Ali, segundo seu relato, começou um período marcado por medo constante, isolamento e coerção emocional. Juliette afirmou que se sentia “petrificada” e que passou a agir de forma submissa por acreditar que sua segurança dependia disso.

“Não havia como escapar, sabe? Eles estavam com meu passaporte e, a essa altura, já tínhamos pousado em uma das ilhas do Caribe e fomos levados de helicóptero para a ilha dele. Simplesmente não havia como fugir. Eu não tenho forças para nadar. Não conseguiria nadar até lá.”, relatou ela.

Durante cerca de dois anos, ela permaneceu presa a esse ciclo, sem acesso ao próprio passaporte e sob vigilância contínua.
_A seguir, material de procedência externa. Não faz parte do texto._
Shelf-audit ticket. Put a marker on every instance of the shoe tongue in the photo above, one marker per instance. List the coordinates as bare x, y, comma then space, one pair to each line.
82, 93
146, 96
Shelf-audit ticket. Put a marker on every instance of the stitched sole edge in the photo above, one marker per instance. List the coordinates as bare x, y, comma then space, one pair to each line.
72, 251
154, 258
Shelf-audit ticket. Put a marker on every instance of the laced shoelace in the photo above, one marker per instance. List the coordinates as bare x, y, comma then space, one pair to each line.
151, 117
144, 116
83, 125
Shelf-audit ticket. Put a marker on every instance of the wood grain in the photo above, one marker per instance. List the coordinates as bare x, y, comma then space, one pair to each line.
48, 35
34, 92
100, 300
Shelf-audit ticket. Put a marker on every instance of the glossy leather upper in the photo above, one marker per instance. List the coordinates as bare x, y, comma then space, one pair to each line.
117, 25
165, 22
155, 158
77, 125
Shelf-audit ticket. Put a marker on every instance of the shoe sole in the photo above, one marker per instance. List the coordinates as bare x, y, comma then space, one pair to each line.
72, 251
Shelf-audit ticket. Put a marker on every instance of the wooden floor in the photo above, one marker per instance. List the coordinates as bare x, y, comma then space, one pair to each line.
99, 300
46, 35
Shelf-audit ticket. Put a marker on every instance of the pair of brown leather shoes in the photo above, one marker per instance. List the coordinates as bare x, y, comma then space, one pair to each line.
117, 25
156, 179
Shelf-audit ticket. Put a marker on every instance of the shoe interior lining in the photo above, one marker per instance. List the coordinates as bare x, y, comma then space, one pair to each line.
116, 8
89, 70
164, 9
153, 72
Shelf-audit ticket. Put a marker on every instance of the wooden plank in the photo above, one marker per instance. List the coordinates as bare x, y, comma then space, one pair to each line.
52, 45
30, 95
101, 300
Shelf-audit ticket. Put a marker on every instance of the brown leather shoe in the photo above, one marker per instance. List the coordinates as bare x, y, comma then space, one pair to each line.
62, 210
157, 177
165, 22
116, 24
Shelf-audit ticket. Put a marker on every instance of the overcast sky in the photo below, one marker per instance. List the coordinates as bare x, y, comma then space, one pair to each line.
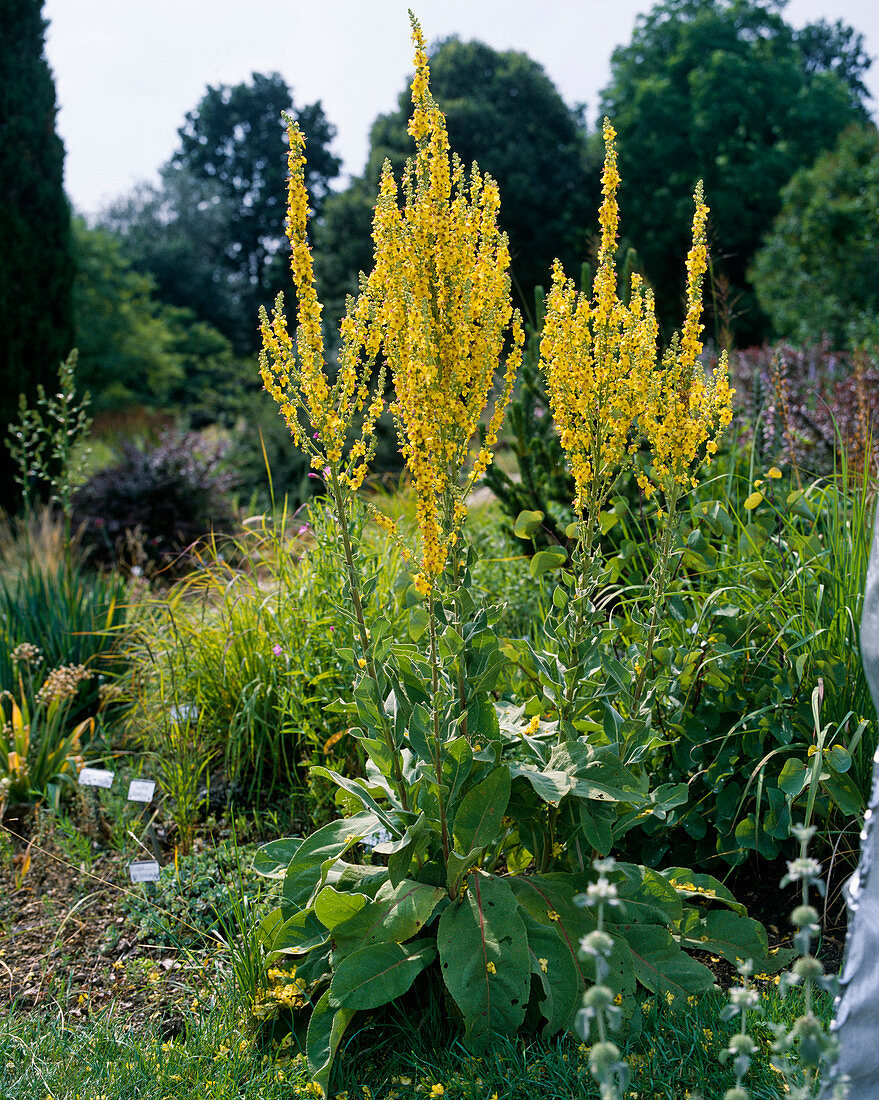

Juliette descreveu a sensação como estar presa por “correntes invisíveis”, uma metáfora para o controle psicológico exercido sobre ela.

Mesmo quando não estava fisicamente próxima, sentia-se observada e ameaçada, o que a manteve em silêncio por muito tempo.

Documentos recentes divulgados pelo Departamento de Justiça dos EUA, conhecidos como “Arquivos Epstein”, incluíram e-mails não editados enviados por Juliette ao próprio Epstein anos depois. Ela explicou que essas mensagens foram escritas em momentos de fragilidade emocional, crises nervosas e abuso de álcool, reflexo direto do trauma prolongado.

Esses novos relatos reforçam a dimensão sistêmica dos crimes cometidos por Epstein, que morreu em 2019 no Centro Correcional Metropolitano de Nova York, enquanto aguardava julgamento por tráfico de pessoas.

Para muitas vítimas, a morte do acusado não significou justiça, mas sim o encerramento abrupto de um processo que poderia trazer respostas e responsabilizações mais amplas.

O testemunho de Juliette Bryant é mais do que um relato pessoal: é um alerta sobre como redes de abuso se constroem a partir de promessas, silêncio imposto e medo. Ao falar, ela ajuda a manter viva a discussão sobre proteção de jovens, responsabilização de poderosos e a importância de ouvir e acreditar nas vítimas.